Edit: oh yeah also agree with all of what you said this shit kinda sucks bunk as it is, but mostly also people have a problem with capitalism. I think this problem in particular gets a lot of air because of how much influence artists and writers, creatives, have over the airwaves, generally, as high profile communicators, and how this is kind of the main problem capitalism is confronting them with in this particular moment. It's also just kind of a high profile thing, everyone's dumping into it rn, which sucks.

[–] dejected_warp_core 2 points 9 months ago* (last edited 9 months ago)

I agree.

The most succinct way I can make this argument to the layperson is that "AI", as it exists today, is terrifyingly good at mimicry. But that's all it can do. Attributing more to this synthetic neural network makes about as much sense as saying a parrot understands grammar and syntax because it can perfectly reproduce a few words in the right context, or with the right prompt.

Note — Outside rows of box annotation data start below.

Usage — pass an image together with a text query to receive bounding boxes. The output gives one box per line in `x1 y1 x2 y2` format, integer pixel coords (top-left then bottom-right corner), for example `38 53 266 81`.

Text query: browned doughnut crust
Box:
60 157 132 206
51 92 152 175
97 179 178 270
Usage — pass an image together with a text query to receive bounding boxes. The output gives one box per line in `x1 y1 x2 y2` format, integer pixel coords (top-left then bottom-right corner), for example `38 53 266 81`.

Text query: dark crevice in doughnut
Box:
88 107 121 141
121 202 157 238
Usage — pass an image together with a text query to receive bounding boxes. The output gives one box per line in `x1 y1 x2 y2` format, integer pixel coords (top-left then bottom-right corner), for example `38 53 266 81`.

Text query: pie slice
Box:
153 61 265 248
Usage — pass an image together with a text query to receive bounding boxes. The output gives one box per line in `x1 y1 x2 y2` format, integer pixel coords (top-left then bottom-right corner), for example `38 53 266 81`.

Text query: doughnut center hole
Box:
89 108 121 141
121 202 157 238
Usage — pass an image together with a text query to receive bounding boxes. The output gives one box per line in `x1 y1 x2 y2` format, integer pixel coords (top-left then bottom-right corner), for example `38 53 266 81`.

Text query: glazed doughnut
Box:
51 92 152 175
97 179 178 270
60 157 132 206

From this vantage point, we can clearly see how this technology is severely limited. It can be asked to synthesize new outputs, but that's merely an extrapolation of the input training set. While this isn't all that different from what people can, and often do, it's not a fully rational intelligence that solves problems outside that framing. For that, one needs a general intelligence, capable of extrapolating meaning from context and generating novel concepts.

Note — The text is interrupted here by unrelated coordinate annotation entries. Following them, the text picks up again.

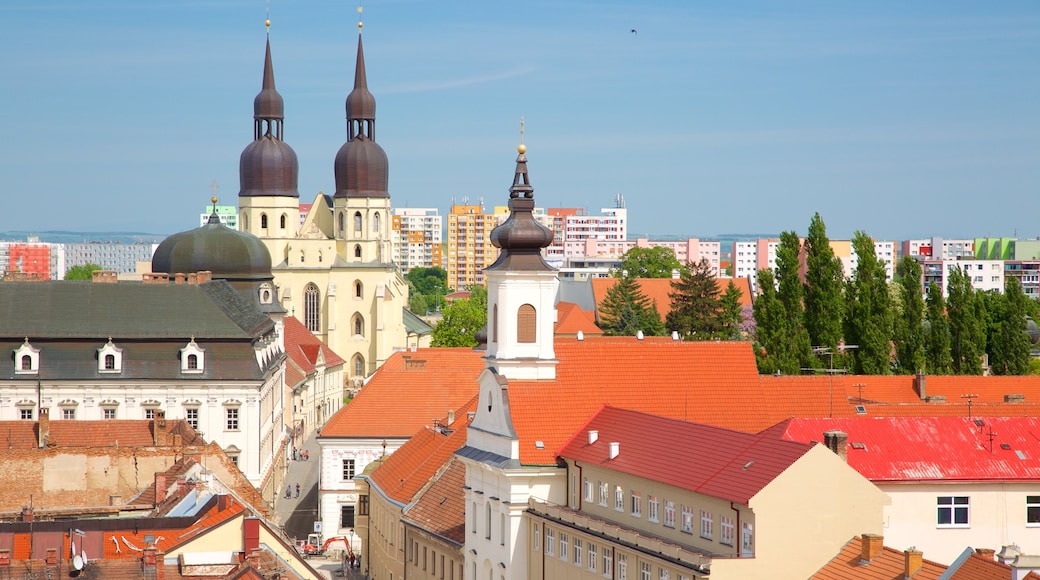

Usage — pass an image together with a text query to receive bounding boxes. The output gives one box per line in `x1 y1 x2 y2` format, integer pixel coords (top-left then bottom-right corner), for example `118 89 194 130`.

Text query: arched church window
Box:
304 283 320 333
517 305 538 343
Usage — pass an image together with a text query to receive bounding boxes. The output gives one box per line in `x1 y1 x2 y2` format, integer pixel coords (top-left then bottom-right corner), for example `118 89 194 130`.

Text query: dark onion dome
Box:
488 143 552 270
238 38 300 197
152 206 274 282
335 35 390 197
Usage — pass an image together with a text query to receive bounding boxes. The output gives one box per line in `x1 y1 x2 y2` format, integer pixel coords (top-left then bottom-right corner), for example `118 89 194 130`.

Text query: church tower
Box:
333 23 392 264
238 26 300 263
485 136 560 380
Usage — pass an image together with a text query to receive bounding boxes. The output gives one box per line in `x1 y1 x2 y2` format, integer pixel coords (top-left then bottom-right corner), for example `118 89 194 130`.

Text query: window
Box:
304 284 321 333
1025 496 1040 525
224 406 238 431
517 305 538 344
719 516 733 546
936 496 968 528
665 500 675 528
339 505 354 528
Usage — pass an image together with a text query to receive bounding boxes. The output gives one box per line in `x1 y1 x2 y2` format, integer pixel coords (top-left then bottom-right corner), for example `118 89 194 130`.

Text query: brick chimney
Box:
859 533 885 562
824 429 849 463
37 407 51 449
903 548 925 578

Moreover, if you want an AI to generate something, you first need to define the general ballpark for the right answer(s). Data gathering, cleaning, categorization (tagging), is a big labor problem that feeds into the AI itself. So there are also a lot of real world problems that don't fit this model for a whole bunch of reasons. Like not having a working dataset at all, information that doesn't digitize well, or areas that are too small to properly feed this process in the first place. People function just fine in those spaces, so again, we can see a gap that is not easily closed.